The same wells that energy companies drill to extract natural gas from shale formations could become repositories to store large quantities of carbon dioxide. A new computer model suggests that wells in the Marcellus shale, a 600-mile-long formation in the northeastern U.S. that is a hotbed for gas extraction, could store half the CO2 emitted by the country’s power plants from now until 2030 (Environ. Sci. Technol. 2013, DOI: 10.1021/es401221j).
Although switching from coal-fired power plants to ones that burn shale gas could slow the growth of CO2 emissions, the overall demand for energy is increasing, so total carbon emissions will continue to climb, says Andres F. Clarens, an environmental engineer at the University of Virginia. Some researchers have proposed mitigating this trend by capturing CO2 at power plants and injecting it into deep saline aquifers, a process called geologic sequestration. But Clarens sees potential to sequester CO2 in depleted shale-gas wells.
Shale is not very permeable, so “these are not the most intuitive places to store CO2,” Clarens says. “It’s hard to get anything in or out of it.” But the hydraulic fracturing, or fracking, process used to extract methane could provide a way to pump in CO2. In the fracking process, pressurized liquid blasts the shale rock, creating cracks that allow the gas to seep out to the well. The network of cracks left behind could be filled up with CO2 before the depleted wells are sealed. The idea is appealing because it would not require building any new infrastructure to sequester CO2. For example, storing the emitted gas in saline aquifers would require new drilling. By putting CO2 back into depleted shale gas formations, Clarens says, “we could close the loop on carbon.”
To examine the feasibility of storing CO2 in shale, Clarens built a computer model to estimate how much the Marcellus shale could handle. One main input to the model is diffusivity—a measure of how readily methane comes out of wells in a particular shale formation.

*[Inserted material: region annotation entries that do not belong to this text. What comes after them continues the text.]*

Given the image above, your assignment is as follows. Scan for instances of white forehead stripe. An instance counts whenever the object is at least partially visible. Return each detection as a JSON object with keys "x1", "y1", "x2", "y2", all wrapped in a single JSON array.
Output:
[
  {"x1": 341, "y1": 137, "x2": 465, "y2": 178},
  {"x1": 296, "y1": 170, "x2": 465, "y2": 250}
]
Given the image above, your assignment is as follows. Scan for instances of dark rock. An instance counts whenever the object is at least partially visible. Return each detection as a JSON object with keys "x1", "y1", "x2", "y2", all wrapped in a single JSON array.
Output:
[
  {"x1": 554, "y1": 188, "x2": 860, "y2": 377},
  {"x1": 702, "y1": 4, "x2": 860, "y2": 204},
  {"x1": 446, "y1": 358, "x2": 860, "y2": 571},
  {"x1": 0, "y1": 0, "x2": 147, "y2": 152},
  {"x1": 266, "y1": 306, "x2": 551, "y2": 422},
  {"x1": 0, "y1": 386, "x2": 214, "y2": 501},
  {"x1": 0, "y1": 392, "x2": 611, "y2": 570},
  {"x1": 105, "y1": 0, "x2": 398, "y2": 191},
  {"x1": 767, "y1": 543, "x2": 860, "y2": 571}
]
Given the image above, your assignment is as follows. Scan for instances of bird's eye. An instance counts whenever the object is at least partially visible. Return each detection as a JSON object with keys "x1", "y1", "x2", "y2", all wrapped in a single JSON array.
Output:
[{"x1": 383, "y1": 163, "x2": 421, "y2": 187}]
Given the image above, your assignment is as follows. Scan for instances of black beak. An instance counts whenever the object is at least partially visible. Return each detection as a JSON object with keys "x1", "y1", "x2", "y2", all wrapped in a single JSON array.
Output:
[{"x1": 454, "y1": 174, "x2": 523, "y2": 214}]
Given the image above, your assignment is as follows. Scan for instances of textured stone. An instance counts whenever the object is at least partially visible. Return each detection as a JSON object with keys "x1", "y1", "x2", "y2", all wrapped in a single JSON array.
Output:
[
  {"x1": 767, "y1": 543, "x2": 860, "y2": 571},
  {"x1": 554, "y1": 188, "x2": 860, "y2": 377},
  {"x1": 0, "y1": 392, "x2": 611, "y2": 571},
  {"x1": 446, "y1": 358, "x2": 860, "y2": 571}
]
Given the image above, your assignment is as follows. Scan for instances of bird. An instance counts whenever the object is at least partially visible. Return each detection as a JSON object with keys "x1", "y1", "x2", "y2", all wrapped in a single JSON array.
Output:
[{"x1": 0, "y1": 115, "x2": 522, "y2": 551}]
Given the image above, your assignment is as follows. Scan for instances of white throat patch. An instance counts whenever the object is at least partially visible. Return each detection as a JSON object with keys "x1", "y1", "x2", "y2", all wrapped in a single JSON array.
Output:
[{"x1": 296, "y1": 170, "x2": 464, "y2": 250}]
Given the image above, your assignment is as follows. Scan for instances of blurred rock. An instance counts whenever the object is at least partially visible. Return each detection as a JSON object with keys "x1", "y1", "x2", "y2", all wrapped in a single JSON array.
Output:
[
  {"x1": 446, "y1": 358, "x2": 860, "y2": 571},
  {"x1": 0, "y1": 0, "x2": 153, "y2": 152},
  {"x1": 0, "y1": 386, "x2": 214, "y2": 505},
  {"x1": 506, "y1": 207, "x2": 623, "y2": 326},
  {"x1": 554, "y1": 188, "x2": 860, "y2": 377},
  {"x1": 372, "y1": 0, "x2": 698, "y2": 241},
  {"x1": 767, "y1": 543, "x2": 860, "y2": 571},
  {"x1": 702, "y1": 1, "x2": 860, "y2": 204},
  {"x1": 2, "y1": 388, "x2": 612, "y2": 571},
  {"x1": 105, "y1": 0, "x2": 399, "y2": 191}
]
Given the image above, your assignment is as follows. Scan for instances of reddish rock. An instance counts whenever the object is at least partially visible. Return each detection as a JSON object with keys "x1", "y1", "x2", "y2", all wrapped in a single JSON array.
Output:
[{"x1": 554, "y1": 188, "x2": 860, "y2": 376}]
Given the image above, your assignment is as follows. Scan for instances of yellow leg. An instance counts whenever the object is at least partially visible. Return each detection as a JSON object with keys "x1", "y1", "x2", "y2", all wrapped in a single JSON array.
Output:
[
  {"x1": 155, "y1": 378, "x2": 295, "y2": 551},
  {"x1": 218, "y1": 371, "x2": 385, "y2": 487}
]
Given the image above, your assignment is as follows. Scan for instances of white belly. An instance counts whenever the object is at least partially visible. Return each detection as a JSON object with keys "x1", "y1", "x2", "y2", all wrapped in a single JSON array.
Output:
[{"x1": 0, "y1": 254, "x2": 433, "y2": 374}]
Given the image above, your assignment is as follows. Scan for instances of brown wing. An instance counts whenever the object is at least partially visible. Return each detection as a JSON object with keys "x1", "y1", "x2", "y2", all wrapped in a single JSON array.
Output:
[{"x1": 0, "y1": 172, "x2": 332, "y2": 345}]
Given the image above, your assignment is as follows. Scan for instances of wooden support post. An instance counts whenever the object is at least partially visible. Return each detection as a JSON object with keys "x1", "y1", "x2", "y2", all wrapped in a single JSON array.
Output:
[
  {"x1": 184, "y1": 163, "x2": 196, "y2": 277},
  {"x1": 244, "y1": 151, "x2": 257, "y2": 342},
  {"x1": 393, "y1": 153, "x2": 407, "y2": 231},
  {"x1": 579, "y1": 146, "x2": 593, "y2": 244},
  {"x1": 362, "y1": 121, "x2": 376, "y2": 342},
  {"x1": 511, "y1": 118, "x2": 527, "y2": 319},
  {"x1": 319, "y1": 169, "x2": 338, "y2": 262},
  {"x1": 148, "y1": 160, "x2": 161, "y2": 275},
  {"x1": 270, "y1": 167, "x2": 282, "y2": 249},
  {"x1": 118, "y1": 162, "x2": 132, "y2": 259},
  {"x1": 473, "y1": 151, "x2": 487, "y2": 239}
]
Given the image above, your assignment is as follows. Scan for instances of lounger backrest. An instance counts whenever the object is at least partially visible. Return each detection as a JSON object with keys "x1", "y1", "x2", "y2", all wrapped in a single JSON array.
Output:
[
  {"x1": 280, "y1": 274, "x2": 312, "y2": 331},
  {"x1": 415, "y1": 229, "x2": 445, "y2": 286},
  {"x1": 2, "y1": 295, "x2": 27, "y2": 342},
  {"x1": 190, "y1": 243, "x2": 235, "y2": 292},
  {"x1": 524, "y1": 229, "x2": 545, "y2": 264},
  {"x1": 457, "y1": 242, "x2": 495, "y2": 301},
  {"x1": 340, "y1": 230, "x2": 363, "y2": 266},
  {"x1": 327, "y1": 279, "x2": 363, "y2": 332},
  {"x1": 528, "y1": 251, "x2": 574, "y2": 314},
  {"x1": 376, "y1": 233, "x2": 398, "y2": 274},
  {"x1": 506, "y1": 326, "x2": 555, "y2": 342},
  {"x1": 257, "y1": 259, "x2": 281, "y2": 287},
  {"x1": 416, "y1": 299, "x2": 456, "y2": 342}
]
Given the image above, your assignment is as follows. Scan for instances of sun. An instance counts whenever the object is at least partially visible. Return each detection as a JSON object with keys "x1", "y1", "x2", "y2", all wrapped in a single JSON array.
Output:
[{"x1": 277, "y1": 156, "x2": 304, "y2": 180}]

For wells in the Marcellus shale in Pennsylvania, the team used data from a state database to estimate diffusivity. This methane data is used to predict how readily CO2 would diffuse into the shale. The other main input to the model describes the gas-absorbing properties of organic matter, called kerogen, within shale, which have been studied experimentally by other groups. Micropores within kerogen store most of the methane in these formations. Clarens expects CO2 would move into these pores and adsorb to the kerogen surface.
The storage capacity numbers are encouraging, Clarens says. CO2 would move into the well much faster than methane comes out, and it would stay there. That’s good news, he says, because if it takes too long to get the gas underground, the process would be too expensive and impractical.
Based on the amount of gas the formation is expected to produce, he calculates that the Marcellus shale could store between 10.4 and 18.4 billion tonnes of CO2 between now and 2030. That amount is more than half of the expected total U.S. CO2 emissions from power plants over that time. And power plants account for about one-fifth of the country’s emissions. Clarens has started experimental studies on crushed shale to validate the storage potential predicted by the model.
Sarah Gasda, an engineer specializing in CO2-sequestration modeling at the Center for Integrated Petroleum Research in Norway, says storing CO2 in shale wells has potential and that the use of existing infrastructure is a good selling point. However, she cautions that the model does not consider several important factors, including the buoyancy of the gases, the heterogeneity of these kinds of formations, and the presence of water and other fluids, all of which will affect how much CO2 will be absorbed by fractured shale. But given the carbon problem in the U.S., “all options should remain on the table,” Gasda says.